Но — и это хуже всего — моя мечта войти в число сорока «бессмертных» не сбудется никогда. Я тоже туда не допущен, как будто я — Мольер, Декарт, Паскаль, Руссо, Бомарше, Дидро, Стендаль или Бальзак. Мне ни за что не стать членом Французской Академии, подобно Фелетцу, Жаю, Понжервилю и прочим...
И естественно, рядом с Дюма по-прежнему оказывалось много женщин, которых он осыпал подарками, вызвавшими бы зависть у королевы; из-за них он всё больше погрязал в долгах. Дюма объяснял свои любовные успехи так: в Париже всем известно, говорил он, что я не способен драться на дуэли и писать без сотрудников, но женщины сохранили уверенность в том, что в любви мне ничья помощь не нужна.

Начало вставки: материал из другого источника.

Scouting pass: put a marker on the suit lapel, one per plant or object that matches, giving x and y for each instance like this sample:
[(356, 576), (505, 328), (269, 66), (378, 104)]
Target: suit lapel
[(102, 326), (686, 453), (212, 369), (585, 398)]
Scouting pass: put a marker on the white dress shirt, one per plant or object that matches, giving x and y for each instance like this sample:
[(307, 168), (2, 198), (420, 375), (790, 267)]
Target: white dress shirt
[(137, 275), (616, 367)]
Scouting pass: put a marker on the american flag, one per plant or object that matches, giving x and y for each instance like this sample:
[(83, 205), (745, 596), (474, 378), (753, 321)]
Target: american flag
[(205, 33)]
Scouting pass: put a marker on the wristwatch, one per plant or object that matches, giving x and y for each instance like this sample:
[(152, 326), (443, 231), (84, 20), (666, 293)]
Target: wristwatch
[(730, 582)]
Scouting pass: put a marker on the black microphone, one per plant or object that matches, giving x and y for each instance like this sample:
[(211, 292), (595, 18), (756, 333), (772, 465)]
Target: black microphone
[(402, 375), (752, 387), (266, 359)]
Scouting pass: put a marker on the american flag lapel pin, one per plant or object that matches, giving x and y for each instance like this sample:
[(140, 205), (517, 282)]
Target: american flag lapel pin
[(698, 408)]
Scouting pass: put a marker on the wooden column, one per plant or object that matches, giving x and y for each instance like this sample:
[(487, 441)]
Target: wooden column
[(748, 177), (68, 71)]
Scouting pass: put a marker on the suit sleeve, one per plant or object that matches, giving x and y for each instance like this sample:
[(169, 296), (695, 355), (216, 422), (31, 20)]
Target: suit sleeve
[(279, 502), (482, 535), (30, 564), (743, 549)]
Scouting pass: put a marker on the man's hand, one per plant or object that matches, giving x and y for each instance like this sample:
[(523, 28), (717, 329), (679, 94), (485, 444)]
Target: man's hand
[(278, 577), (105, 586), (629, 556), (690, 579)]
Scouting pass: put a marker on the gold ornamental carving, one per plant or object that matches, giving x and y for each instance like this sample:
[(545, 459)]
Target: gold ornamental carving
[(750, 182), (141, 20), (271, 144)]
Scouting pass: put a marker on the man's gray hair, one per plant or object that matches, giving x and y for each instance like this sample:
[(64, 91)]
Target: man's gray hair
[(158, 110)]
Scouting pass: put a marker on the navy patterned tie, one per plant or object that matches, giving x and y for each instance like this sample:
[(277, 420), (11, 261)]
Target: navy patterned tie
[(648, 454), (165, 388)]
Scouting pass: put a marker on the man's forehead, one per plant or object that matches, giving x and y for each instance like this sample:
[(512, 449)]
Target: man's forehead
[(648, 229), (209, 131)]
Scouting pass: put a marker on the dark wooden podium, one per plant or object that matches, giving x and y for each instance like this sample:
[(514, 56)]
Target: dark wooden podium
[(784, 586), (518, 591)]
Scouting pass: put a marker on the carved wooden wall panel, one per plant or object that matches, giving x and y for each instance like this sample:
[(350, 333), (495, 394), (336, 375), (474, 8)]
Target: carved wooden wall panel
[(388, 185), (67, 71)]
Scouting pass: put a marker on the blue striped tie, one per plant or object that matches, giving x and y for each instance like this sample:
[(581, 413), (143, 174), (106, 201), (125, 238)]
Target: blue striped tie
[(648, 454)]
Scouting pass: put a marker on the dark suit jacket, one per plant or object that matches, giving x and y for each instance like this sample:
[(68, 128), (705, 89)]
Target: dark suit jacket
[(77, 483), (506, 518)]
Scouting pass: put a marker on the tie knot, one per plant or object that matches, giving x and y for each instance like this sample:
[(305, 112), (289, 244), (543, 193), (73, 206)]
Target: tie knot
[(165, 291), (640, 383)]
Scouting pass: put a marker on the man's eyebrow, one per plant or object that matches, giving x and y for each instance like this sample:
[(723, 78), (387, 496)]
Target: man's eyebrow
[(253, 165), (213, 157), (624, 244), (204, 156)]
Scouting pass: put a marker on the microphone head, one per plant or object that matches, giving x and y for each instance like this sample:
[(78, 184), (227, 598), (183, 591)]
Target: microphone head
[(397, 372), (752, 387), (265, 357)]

Да, «делом Мирекура» больше был недоволен Александр, а не Дюма. Кстати, тогда во Франции недовольны были все. Нетерпеливый народ в конце концов взял штурмом королевский дворец и разграбил его под звуки песенки, написанной Дюма для его пьесы «Умереть за родину».
После революции 1848 года Дюма стал директором политического журнала и разъезжал по всей Франции, возя с собой столько оружия, что его хватило бы на вооружение целого отряда; он выдвигал свою кандидатуру в депутаты, беспрерывно создавал новые романы и пьесы, продолжая руководить «Историческим театром», где поставил «Даму с камелиями» в инсценировке сына. Но в те беспокойные времена театры пустовали. Пьеса не удержалась в афише; прошёл только один спектакль, и театр, на который наложили арест кредиторы, скоро закрылся. В итоге Дюма потерял более полумиллиона франков, хотя ничуть не утратил хорошего настроения.
— Ты очень спокойно воспринимаешь этот крах, — заметил Александр, невольно восхищаясь отцом.
— Конечно! Мне просто некогда об этом думать, — ответил Дюма.
И снова больше всех пострадал Александр, ибо ему, как любому безвестному драматургу, пришлось предлагать свою пьесу в другие театры.